疲れていたハルさんもうさぎさんも、お腹いっぱい食べて、
すっかり元気になりました。
ハナさんもお弁当を食べて、顔色が良くなってきました。
ハルさんが花瓶にお花を飾ると、
部屋中が良い香りでいっぱいになりました。
三人とも、とてもいい気分になりました。
7
次の日の朝、森の動物たちは、空を見上げました。
空は、真っ青に晴れあがった青空でした。
これはハルさんからの、
「ハナさんは元気になりましたよ。」という合図でした。
森のみんなは安心しました。
その日の夕方、ハルさんとうさぎさんは帰ってきました。
ハルさんは店に戻ると、窓辺の揺り椅子に座りました。
そして、昨日からの出来事を思い浮かべました。
うさぎさんに背負われて、連れて行ってもらったこと、
その速かったこと、
りすさんのお弁当のおいしかったこと、
きつねさんのうちのお花の美しかったこと、
ハナさんが喜んでくれたこと…。
ハルさんは、窓から空を見上げて、こうつぶやきました。
「わたしの望みがすべて叶ったのも、
全て森のみなさんのおかげだわ。
わたしももっと、おてんきやを張り切って、
みなさんのお役にたつよう、がんばりましょう。
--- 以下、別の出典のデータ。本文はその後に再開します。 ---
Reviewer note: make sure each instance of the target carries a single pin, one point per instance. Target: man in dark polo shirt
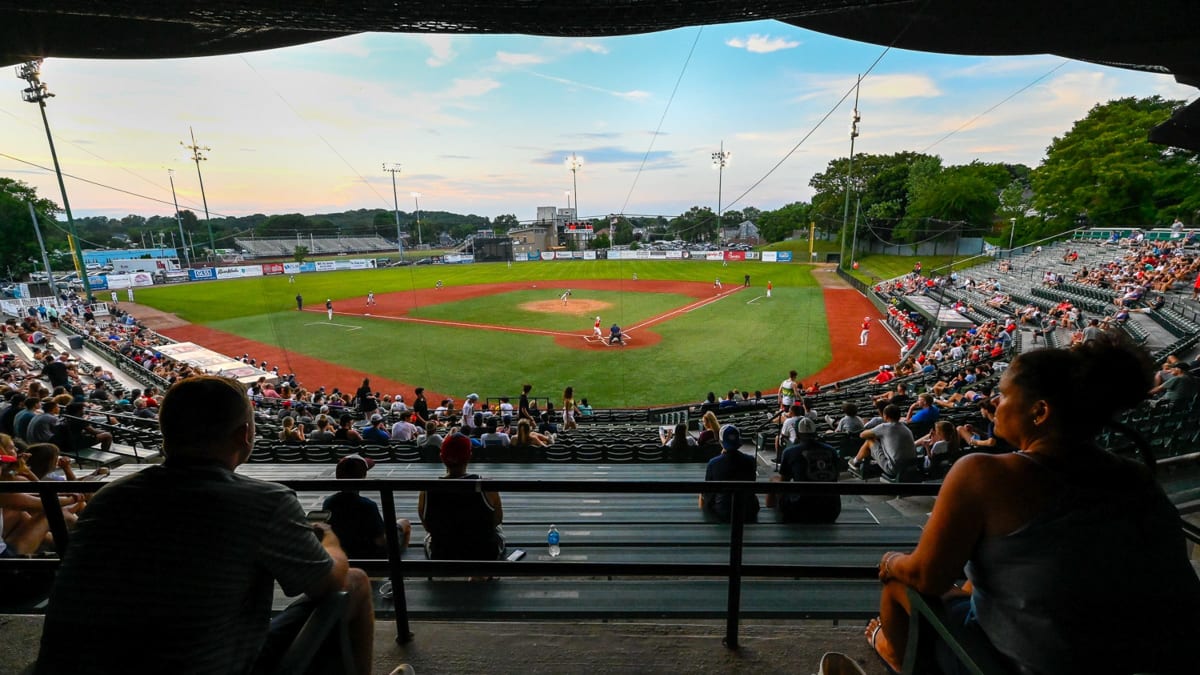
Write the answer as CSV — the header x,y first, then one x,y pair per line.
x,y
731,465
180,560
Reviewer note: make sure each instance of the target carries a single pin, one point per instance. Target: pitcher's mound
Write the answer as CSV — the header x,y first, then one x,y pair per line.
x,y
573,306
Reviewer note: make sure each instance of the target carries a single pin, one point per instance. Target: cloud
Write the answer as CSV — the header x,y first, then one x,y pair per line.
x,y
516,59
631,95
762,43
875,87
441,47
469,88
605,155
587,46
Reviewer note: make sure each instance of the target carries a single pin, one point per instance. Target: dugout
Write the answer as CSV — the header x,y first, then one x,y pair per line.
x,y
495,249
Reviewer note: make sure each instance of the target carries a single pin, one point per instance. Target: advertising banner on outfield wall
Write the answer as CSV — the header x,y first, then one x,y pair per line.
x,y
202,273
129,280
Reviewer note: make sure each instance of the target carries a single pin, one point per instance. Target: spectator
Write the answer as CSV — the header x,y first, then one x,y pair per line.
x,y
807,460
677,437
888,444
1181,388
46,426
493,436
219,586
79,432
731,465
431,435
1017,521
923,411
461,525
291,431
346,431
586,408
355,519
850,422
711,428
405,430
322,435
376,434
527,437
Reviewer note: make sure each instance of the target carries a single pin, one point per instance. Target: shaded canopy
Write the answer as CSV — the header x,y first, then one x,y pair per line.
x,y
1156,36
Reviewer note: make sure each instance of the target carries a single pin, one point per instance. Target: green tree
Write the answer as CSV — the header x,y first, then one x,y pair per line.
x,y
1107,168
18,245
286,225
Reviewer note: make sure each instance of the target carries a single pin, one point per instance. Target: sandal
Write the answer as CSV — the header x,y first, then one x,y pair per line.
x,y
873,632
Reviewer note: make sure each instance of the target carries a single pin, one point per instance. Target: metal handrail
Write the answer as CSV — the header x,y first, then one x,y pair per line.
x,y
396,568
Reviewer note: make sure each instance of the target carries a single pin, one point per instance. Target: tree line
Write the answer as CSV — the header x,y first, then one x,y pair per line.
x,y
1102,172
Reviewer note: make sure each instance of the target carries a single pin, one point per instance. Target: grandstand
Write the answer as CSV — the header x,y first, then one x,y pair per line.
x,y
635,547
317,246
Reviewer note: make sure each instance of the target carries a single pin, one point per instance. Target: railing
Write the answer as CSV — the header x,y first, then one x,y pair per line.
x,y
397,568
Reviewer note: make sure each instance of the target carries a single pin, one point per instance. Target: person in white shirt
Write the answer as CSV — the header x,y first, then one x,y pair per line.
x,y
405,430
468,412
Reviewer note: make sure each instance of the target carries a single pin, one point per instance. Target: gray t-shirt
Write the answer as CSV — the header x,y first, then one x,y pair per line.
x,y
894,444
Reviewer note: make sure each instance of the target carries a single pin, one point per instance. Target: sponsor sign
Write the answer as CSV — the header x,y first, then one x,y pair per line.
x,y
202,273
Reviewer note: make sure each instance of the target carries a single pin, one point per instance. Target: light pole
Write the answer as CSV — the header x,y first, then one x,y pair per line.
x,y
197,156
37,93
850,171
417,202
575,165
179,219
719,160
394,168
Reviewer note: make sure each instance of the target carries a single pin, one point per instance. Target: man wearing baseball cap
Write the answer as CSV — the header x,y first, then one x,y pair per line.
x,y
461,525
731,465
355,519
807,459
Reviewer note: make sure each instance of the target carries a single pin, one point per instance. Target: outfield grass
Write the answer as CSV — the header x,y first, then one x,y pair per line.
x,y
505,309
742,341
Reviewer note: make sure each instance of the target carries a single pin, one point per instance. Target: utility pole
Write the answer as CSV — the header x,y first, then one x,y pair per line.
x,y
850,169
179,219
197,156
394,168
720,160
37,93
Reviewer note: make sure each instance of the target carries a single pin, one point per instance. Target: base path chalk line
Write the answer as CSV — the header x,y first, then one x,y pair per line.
x,y
685,309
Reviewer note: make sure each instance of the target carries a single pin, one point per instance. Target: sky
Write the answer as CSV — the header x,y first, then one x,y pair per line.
x,y
485,124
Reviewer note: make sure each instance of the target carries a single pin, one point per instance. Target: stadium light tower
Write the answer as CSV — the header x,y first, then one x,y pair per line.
x,y
720,160
37,93
575,165
417,202
394,168
179,219
850,172
198,156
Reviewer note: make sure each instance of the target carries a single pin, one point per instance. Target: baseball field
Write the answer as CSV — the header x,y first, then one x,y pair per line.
x,y
489,328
」
おわり。
読んでいただき、ありがとうございました。
ふと、窓を見ると、雪が降っていました。
雪を降らせるなら、なんの楽器が良いでしょうかね。
ちらちらふわふわ、きれいな大粒の雪を降らせるなら、トライアングルとか…?
寒くなりますが、からだには気を付けましょうね!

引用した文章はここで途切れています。